Errors in Multiple Services
Incident Report for UiPath
Postmortem

Customer impact

On September 23, 2022, from 6:08 PM until 8:22 PM UTC, customers accessing UiPath Automation Cloud, Automation Hub, and all other UiPath cloud services saw an outage to some functionalities across all regions. The outage prevented UiPath services from being able to interact with one another.

Document Understanding

Document Understanding was almost completely down. Tagging inside an already opened document session and calling OCR or already published extractor endpoints remained unimpacted.

Automation Hub

Automation Hub was completely down for all FPS tenants (log in through Automation Cloud). Automation Hub Classic users were NOT impacted.

Data Service

Data Service was completely down for all tenants' requests from activities. Tenants' requests from the cloud were not impacted.

Notification Service

We have observed partial failure during this time frame. We noticed eleven accounts that could have observed undelivered notifications.

Connections Service

Connection Service UI was completely down for any users who had logged in during this time span, as well as any users redirected to maintain or create new connections/triggers, (i.e. from Studio, Apps, etc). Trigger dispatch requests to Orchestrator were delayed.

Hypervisor

No impact on the ability to run jobs on existing pools or Elastic Robot Orchestration workflows. Limited impact on users’ ability to create new Automation Cloud Robot VMs.

Root cause

There were multiple overlapping issues. One of our Azure Active Directory applications is only used to run non-critical operations in deployment pipelines. During a deployment, the secret of this application expired. This combination uncovered a bug that accidentally wiped out the secret hashes that some of our services use to authenticate to one another.

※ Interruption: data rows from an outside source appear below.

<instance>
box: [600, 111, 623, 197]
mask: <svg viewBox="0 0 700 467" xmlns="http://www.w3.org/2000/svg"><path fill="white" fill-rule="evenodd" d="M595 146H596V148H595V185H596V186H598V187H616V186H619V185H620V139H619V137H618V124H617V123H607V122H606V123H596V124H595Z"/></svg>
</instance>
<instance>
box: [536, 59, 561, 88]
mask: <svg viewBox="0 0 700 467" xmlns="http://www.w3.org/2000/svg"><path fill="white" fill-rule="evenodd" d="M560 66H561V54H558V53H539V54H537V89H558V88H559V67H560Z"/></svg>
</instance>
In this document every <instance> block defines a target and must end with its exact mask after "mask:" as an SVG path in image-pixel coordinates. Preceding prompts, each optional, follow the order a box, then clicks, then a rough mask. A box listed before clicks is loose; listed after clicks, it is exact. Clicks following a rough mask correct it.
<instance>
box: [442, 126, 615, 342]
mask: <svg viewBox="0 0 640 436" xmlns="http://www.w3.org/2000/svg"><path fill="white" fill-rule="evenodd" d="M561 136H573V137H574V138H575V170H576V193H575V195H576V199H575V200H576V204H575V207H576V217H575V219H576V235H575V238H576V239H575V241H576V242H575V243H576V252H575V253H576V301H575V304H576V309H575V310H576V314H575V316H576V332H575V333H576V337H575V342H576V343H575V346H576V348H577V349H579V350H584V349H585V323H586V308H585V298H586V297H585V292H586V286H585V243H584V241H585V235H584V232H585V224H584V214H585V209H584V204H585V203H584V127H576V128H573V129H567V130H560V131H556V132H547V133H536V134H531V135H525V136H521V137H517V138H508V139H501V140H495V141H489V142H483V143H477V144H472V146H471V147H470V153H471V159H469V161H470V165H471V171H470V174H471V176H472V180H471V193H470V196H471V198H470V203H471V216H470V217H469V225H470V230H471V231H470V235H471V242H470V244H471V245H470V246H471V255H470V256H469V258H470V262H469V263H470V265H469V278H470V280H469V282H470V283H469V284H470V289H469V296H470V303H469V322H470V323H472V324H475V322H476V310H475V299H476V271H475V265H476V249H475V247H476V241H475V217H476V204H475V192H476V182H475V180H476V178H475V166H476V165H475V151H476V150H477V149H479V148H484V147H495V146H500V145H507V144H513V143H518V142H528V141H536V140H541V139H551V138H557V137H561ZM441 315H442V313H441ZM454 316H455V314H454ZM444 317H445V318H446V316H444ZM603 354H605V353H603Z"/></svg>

After root causing the issue, we were able to restore the secret hashes with a secret renewal for the Azure AD application and re-deployment. After the mitigation, we validated that all functionality was completely restored.

Detection

We had multiple alerts across the stack for failures being observed across multiple UiPath products within minutes.

Response

Engineers across multiple services engaged quickly to start investigating the issue. Because of authentication failures due to missing secret hashes, we needed to navigate through secrets to identify the problem that was happening and figure out a reliable process to restore the secrets to mitigate the incident.

Follow up

We understand how incredibly impactful and unacceptable this incident is and apologize deeply. We are continuously taking steps to improve the UiPath cloud platform and our processes to help ensure such incidents do not occur in the future.  In this case, this includes (but is not limited to):

  • Do a deep post-mortem of how this incident could have been prevented, and how we could have minimized the impact of this incident.
  • Fix the original issue in our deployment pipeline that wiped out the secrets when key vault access issues occur
  • Better pre-requisite validation before deployment operations.
  • Better tracking and alerting of expiring secrets, even for non-critical scenarios.
Posted Sep 27, 2022 - 14:22 UTC

Resolved
This incident has been resolved.
Posted Sep 23, 2022 - 20:51 UTC
Monitoring
The fix has now been deployed to all services. Errors have dropped to 0. We will continue to monitor to ensure that all scenarios are working.
Posted Sep 23, 2022 - 20:27 UTC
Identified
The issue has been identified and we are working on a fix. The error rate for Document Understanding has begun to fall, we will continue to monitor it while we roll out the fix for the remaining products.
Posted Sep 23, 2022 - 20:20 UTC
Update
We are continuing to investigate this issue.
Posted Sep 23, 2022 - 20:10 UTC
Update
After further investigation, we've found more impacted services.
We are continuing to work on a mitigation.
Posted Sep 23, 2022 - 20:06 UTC
Update
We are continuing to investigate this issue.
Posted Sep 23, 2022 - 20:00 UTC
Investigating
A piece of our underlying infrastructure is failing. This is causing errors across many of our services.
Document Understanding is down globally.
Insights is partially down. Customers are unable to provision, but other scenarios are functional.
Posted Sep 23, 2022 - 19:00 UTC
This incident affected: Automation Hub, AI Center, Apps, Data Service, Document Understanding, Insights, and Task Mining.